It's Mother's Day and I don't have a Mom to celebrate with
So, it's Mother's Day and I don't have a mother to celebrate with...on the plus side, If I know my mom, she's out there in the universe trying to find me a potential suitor. Mom always wanted to see me happy with someone. She saw me happy with myself, with my friends and family, but she really wanted me to "meet someone." She had given up on grandkids when I turned 35. Thanks mom! Really took the pressure off. So it's May. And it's my first Mother's Day without a mother, and next week is the anniversary of my mother's heart attack. Two weeks later I'm flying home to spend time grieving with dad and spreading her ashes. Currently, mom is living in a scattering urn and a box from the crematorium because she didn't fit in the scattering urn. Don't worry guys, mom had a sense of humor! She married my dad, so we know she can take a joke..and of course she produced this gem of a child who finds it totally normal that part of her mother is currently sitting on the dining room table and the rest of her is on top of the coat rack. Totally fine guys. Remember when I got a pedicure 2 hours after my mom died? We all process things differently. Really makes people feel a particular way though when describing your dead mother so nonchalantly.

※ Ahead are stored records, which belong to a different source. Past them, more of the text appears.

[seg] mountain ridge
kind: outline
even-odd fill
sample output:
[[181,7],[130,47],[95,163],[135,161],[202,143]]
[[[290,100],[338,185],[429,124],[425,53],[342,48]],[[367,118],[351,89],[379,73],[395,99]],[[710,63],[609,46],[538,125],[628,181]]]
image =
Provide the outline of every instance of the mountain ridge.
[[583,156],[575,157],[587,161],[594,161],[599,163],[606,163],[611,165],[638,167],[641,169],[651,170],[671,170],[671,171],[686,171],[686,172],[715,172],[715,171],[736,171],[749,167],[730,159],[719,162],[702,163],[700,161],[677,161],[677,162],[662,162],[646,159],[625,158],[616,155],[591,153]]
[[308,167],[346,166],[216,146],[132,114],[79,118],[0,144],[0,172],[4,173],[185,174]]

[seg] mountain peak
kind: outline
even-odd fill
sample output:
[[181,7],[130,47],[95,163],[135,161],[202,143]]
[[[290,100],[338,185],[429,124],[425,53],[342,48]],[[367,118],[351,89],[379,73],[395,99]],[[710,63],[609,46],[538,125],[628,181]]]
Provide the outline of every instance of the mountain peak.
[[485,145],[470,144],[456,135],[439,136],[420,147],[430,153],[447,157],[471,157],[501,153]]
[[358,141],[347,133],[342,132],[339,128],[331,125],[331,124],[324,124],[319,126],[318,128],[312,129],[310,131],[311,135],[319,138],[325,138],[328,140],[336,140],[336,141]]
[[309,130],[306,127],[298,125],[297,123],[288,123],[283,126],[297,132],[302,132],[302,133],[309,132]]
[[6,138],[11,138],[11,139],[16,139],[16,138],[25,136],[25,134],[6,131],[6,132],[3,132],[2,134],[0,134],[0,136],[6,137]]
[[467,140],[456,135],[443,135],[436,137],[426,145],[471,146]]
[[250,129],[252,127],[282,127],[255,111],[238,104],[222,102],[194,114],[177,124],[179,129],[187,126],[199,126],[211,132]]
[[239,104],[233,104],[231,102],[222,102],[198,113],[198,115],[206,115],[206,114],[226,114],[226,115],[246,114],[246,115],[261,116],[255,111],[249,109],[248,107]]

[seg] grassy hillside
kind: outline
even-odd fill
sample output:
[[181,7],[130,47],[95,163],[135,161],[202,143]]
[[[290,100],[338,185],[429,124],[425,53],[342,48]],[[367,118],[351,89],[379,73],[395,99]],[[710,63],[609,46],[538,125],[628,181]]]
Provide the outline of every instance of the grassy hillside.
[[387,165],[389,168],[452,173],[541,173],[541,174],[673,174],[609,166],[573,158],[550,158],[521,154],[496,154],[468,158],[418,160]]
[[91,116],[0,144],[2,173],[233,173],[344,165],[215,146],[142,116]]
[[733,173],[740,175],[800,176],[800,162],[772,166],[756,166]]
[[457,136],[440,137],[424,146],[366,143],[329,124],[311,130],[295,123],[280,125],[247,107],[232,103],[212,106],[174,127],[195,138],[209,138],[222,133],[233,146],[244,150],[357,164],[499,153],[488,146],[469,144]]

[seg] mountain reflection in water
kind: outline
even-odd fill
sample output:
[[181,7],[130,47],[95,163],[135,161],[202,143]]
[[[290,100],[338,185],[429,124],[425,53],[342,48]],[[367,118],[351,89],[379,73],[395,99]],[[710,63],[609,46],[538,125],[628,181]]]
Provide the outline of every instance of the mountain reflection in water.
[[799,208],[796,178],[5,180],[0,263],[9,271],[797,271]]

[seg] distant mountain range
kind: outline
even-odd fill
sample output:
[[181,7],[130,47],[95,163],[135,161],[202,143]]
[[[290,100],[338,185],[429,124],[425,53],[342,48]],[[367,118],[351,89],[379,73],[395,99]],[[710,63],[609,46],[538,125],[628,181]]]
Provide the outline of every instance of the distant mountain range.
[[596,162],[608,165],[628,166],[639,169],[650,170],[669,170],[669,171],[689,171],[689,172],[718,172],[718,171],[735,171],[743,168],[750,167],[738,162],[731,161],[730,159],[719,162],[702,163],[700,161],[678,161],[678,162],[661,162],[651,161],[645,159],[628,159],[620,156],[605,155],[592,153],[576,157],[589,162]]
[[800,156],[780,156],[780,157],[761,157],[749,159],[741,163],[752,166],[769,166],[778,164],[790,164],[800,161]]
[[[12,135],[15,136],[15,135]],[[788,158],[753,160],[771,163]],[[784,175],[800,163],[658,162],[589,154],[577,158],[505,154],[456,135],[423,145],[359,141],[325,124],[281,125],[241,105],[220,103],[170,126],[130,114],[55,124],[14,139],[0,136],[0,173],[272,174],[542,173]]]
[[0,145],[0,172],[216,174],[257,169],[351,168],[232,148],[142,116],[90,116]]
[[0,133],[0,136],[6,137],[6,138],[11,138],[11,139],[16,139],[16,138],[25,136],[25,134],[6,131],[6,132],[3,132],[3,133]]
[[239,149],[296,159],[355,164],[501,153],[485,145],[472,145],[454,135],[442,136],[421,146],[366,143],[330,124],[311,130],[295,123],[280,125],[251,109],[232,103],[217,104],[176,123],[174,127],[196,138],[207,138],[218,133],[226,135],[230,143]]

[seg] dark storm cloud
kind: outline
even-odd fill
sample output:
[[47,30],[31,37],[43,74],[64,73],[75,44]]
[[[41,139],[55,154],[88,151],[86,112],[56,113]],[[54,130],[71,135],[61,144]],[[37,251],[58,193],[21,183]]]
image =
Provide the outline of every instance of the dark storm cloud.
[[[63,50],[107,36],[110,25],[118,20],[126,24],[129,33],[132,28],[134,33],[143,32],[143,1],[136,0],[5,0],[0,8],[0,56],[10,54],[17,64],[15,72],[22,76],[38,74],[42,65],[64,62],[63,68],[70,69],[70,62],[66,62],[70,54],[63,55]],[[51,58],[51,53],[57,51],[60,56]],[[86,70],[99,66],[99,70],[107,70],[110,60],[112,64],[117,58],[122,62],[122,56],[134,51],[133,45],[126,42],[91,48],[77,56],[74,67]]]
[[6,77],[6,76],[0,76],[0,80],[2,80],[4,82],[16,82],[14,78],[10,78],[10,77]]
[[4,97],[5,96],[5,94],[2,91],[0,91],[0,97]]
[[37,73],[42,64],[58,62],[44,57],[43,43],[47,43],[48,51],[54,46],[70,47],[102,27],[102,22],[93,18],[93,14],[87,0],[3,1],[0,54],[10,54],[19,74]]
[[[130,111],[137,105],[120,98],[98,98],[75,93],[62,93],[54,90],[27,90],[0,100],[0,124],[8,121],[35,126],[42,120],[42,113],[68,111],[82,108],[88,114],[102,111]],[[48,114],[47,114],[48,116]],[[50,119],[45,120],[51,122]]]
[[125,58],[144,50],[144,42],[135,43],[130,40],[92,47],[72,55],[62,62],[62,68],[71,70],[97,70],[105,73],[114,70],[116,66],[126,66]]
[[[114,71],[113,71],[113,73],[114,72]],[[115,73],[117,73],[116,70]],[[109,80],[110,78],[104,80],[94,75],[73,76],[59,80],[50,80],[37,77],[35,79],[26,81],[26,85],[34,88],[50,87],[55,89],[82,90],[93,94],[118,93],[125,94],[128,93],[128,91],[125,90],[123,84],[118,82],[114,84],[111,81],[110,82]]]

So, it's Mother's Day and I don't have a mom to send a card to...which is really a silver-lining type of moment for me because I am freaking terrible at sending cards. Like, the absolute worst. I have a box full of various occasion cards because I purchase them when I think of the event we are celebrating and then my disorganized self can never seem to get them in the mail, except when I finally do and for that, you guys are welcome because I send great cards (humble brag). Don't take my word for it. The eulogy I read at my mom's funeral is a letter from a Mother's Day card I gave her when I was 18.
The memories of the day my mom called to say she had a heart attack are as vivid as they are fuzzy. I miss her. I wish we would have had more time together. It's Mother's Day and I don't have a mother to talk to about the idiot boys I'm dating or show off my new apartment to on Facetime or share the news about the girl's trip to London-Paris-Berlin. My mom would have LOVED to talk to me about her trip to Europe that she took 45 years ago when she graduated from high school. I miss her.
It's Mother's Day and I don't have a mother to tell how much I love her, and to squeeze her extra tight and send her flowers. I miss her. But I do have amazing friends that showed up on at my doorstep on Mother's Day with flowers, hugs and love. We split a bottle of wine and toasted to my mom. I'm lucky to have such amazing friends. It's Mother's Day and I have amazing friends to celebrate with.